Frierson achieved second distinction in his South Carolina College class of 1839 and moved on to the Columbia Theological Seminary which he left in 1841 on account of his health. Licensed by the Harmony Presbytery at Bishopville in October 1841, Frierson was sent as a domestic missionary to Marion, Little Pee Dee, and Reedy Creek churches. In November 1842 he married Rebecca Ellen Crosland of Bennettsville.
Frierson’s ministerial assignments were in the Pee Dee section prior to the Civil War. In January 1845 he purchased a two hundred-acre plantation for $500. In 1849 he left the ministry to become headmaster of the Bennettsville Academy at a salary considerably above what he was paid as a minister. But that same year he was approached by the Committee on Domestic Missions of Harmony Presbytery to resume serving the congregations at Marion and Little Pee Dee for which he received a salary of $800. He sold his plantation and one slave and acquired twenty-two acres of land in the village of Marion where he remained until 1858 when he was invited to Hopewell church. At Hopewell he organized a “sabbath school...among both black and white children” and “gathered between 130 and 140 negro children into my class.” His wife had been in poor health and upon her death on 16 August 1859, Frierson noted that she “left me at the call of her God...for his higher power and happier service on high.” After his wife’s death Frierson’s autobiographical notes became an occasional journal which he continued until June 1861.
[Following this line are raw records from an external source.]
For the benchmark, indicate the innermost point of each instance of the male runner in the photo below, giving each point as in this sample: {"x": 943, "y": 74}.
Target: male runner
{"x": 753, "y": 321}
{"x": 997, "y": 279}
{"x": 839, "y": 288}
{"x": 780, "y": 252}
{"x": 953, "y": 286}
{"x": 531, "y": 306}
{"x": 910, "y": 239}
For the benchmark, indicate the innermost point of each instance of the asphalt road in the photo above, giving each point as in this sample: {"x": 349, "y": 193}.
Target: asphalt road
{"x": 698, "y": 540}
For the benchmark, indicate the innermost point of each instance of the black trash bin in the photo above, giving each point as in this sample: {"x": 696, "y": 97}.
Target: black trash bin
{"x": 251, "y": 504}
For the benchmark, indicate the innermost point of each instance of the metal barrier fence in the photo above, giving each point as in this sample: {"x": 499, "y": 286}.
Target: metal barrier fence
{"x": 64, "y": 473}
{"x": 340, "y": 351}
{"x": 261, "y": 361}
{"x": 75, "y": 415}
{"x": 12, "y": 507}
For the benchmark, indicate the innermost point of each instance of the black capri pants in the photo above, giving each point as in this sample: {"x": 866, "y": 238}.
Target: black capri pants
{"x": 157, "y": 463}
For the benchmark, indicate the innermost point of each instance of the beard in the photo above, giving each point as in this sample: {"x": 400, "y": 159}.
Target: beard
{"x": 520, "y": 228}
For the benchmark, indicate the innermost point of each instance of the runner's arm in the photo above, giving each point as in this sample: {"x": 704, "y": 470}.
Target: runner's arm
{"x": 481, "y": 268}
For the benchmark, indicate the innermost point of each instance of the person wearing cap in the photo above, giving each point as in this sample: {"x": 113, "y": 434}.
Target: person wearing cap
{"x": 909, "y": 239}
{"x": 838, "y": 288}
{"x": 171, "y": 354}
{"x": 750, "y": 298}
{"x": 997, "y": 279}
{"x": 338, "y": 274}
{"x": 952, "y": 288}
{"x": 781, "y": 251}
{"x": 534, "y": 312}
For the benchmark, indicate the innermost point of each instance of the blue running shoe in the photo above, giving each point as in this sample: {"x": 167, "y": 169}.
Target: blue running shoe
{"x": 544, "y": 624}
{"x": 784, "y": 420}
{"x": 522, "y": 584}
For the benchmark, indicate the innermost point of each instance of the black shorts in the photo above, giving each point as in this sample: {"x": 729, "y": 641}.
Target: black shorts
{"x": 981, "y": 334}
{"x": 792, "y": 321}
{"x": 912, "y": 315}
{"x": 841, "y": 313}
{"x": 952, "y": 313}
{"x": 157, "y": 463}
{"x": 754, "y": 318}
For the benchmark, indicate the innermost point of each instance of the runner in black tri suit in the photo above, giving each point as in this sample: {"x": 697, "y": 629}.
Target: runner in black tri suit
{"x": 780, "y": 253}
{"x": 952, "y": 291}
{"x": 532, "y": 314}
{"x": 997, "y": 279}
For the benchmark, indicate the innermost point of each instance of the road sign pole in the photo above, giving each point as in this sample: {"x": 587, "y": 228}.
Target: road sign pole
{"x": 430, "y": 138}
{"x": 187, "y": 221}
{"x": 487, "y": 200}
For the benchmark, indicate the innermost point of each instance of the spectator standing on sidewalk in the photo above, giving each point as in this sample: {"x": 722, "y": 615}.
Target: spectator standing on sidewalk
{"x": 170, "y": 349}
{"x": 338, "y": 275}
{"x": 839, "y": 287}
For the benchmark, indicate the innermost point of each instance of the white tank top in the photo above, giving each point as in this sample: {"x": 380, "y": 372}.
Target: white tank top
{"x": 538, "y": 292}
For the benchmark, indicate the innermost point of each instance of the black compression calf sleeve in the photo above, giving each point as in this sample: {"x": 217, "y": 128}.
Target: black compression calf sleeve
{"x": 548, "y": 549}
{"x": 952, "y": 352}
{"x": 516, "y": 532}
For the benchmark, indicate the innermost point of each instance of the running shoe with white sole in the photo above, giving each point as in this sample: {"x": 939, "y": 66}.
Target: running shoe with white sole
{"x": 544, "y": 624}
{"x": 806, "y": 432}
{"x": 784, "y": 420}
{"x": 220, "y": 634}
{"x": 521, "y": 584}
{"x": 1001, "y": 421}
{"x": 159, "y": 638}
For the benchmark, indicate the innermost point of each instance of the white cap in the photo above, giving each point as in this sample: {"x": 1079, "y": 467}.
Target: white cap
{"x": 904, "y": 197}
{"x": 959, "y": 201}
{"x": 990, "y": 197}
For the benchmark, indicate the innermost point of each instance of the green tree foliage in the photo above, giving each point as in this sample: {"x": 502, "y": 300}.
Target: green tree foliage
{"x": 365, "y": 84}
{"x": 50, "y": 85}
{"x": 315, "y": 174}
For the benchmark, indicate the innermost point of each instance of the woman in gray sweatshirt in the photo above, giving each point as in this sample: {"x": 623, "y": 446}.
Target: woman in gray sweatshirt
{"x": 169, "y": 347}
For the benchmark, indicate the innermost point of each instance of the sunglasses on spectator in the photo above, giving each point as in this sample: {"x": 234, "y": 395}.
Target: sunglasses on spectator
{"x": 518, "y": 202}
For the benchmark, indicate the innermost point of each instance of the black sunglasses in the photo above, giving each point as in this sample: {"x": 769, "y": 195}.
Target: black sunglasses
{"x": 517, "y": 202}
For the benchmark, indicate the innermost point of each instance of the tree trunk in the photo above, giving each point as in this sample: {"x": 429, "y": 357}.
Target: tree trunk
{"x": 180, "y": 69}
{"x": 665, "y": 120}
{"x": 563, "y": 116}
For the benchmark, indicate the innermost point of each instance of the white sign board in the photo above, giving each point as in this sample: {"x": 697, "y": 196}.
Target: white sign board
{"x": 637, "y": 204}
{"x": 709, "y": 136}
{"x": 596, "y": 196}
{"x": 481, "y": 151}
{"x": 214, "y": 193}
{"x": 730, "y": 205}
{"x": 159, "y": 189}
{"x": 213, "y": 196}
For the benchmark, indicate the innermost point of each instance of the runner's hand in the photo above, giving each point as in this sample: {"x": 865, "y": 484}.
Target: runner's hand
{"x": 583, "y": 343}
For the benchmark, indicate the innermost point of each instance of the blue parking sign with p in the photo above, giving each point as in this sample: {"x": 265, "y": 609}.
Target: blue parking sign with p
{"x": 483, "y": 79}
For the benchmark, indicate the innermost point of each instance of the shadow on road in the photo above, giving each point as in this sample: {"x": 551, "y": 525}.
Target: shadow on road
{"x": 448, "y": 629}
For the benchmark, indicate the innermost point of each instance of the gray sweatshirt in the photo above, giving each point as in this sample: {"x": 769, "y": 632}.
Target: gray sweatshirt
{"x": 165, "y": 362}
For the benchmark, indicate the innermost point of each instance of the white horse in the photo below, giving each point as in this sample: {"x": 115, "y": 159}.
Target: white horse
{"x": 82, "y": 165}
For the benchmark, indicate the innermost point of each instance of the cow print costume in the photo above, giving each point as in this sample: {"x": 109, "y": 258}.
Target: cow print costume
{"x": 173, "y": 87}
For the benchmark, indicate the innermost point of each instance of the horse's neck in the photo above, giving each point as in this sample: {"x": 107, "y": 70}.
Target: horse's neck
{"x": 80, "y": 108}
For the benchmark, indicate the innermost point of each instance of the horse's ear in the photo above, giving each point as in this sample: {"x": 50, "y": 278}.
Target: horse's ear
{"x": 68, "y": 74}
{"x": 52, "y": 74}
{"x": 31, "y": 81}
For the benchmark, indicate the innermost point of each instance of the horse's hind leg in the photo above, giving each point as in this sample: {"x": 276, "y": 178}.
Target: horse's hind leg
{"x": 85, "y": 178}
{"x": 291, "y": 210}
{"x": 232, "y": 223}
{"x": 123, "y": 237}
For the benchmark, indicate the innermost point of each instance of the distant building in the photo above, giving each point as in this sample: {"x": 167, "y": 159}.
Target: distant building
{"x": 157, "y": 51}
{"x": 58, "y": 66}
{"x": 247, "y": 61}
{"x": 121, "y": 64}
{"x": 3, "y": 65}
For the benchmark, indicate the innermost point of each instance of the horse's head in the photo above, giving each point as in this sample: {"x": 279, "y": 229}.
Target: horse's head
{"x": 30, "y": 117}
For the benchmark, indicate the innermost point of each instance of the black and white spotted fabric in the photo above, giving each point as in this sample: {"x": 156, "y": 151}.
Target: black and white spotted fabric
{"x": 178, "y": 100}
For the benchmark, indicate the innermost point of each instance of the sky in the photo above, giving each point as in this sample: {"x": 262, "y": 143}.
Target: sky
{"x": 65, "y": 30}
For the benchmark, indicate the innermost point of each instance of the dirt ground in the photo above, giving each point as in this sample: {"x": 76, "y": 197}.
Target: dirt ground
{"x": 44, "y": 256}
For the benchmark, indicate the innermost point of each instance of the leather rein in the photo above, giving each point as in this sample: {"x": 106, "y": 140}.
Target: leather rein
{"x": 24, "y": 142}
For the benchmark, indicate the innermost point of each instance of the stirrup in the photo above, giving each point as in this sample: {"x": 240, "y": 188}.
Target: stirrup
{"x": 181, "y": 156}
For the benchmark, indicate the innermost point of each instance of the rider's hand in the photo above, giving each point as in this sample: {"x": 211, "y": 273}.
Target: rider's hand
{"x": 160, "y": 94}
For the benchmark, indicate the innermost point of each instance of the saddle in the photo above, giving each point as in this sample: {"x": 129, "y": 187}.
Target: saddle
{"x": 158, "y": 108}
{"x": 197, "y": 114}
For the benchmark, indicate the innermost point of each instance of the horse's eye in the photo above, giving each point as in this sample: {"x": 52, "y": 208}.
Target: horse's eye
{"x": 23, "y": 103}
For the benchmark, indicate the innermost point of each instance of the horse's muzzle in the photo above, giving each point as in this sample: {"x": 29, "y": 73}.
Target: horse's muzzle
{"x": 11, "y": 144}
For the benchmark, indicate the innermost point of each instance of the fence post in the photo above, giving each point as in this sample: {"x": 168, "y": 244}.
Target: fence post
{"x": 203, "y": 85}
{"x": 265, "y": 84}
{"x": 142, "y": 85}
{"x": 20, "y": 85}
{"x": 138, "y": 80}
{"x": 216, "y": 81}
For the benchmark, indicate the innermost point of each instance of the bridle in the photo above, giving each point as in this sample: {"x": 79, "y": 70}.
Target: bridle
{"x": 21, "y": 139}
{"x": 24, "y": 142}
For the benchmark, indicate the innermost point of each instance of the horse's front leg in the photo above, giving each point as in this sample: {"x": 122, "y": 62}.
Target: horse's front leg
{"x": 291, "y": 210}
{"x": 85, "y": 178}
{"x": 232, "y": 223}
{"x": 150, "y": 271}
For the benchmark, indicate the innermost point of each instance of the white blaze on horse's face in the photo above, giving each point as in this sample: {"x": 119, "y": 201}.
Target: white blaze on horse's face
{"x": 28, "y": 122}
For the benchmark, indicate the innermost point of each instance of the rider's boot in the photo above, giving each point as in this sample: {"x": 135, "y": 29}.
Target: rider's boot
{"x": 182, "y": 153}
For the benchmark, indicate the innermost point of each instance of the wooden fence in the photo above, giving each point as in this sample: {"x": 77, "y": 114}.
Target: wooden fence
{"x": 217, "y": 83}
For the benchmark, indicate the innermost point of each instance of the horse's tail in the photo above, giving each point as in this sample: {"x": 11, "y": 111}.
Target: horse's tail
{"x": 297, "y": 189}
Frierson struggled with his wife’s death, which left him a single parent, and with tobacco, the use of which he renounced on 3 October 1859. He considered it “a constant disturber of the nervous system, a constant inconvenience in the company of friends, a constant bad example; a constant interference with ministerial dignity, a constant expense, and a constant sin.” His resolve did not last for on 19 December he noted that “I have slided again into the regular use of tobacco. Insinuating, deceitful, insatiable little tyrant!” He considered it a poor example to his children—“Why should they catch from their parent a useless, and undignified habit.” Once again, he resolved—“By God’s help I will no longer use it, unless I find its disuse an injury to me.”
Frierson’s journal concluded on 25 June 1861 with his sole reference to the sectional conflict between North and South—“The political storm which began to mutter last December, is now in full tide in the firmament.” In the spring of the year, 24 April 1861, Frierson married Adeline Allsobrook McIntyre. Frierson was the father of fifteen children: seven by his first wife and eight by his second.
In 1871 Frierson moved to Anderson to become pastor of the First Presbyterian Church. The collection contains one sermon that he preached there, “The Lord reigneth,” on 21 December 1880.
One of Frierson’s children, William Henry (1854-1932), was a distinguished lawyer, jurist, and frequent contributor to the local newspapers. Among his writings in the collection are “The Prohibitionist’s Prayer,” “The Consistent Prohibitionist,” “The Negro Exodus,” and “My Town.” “The Negro Exodus,” although undated, was probably written in response to the post-World War I exodus; “My Town” relates the building of the Anderson Cotton Mills and other developments and is written on the premise that “There never was a town where a small group could assume to speak in the name of the town, and, by cornering on all the patriotism and public spirit work its people for a put over, and profit by it, like Anderson.”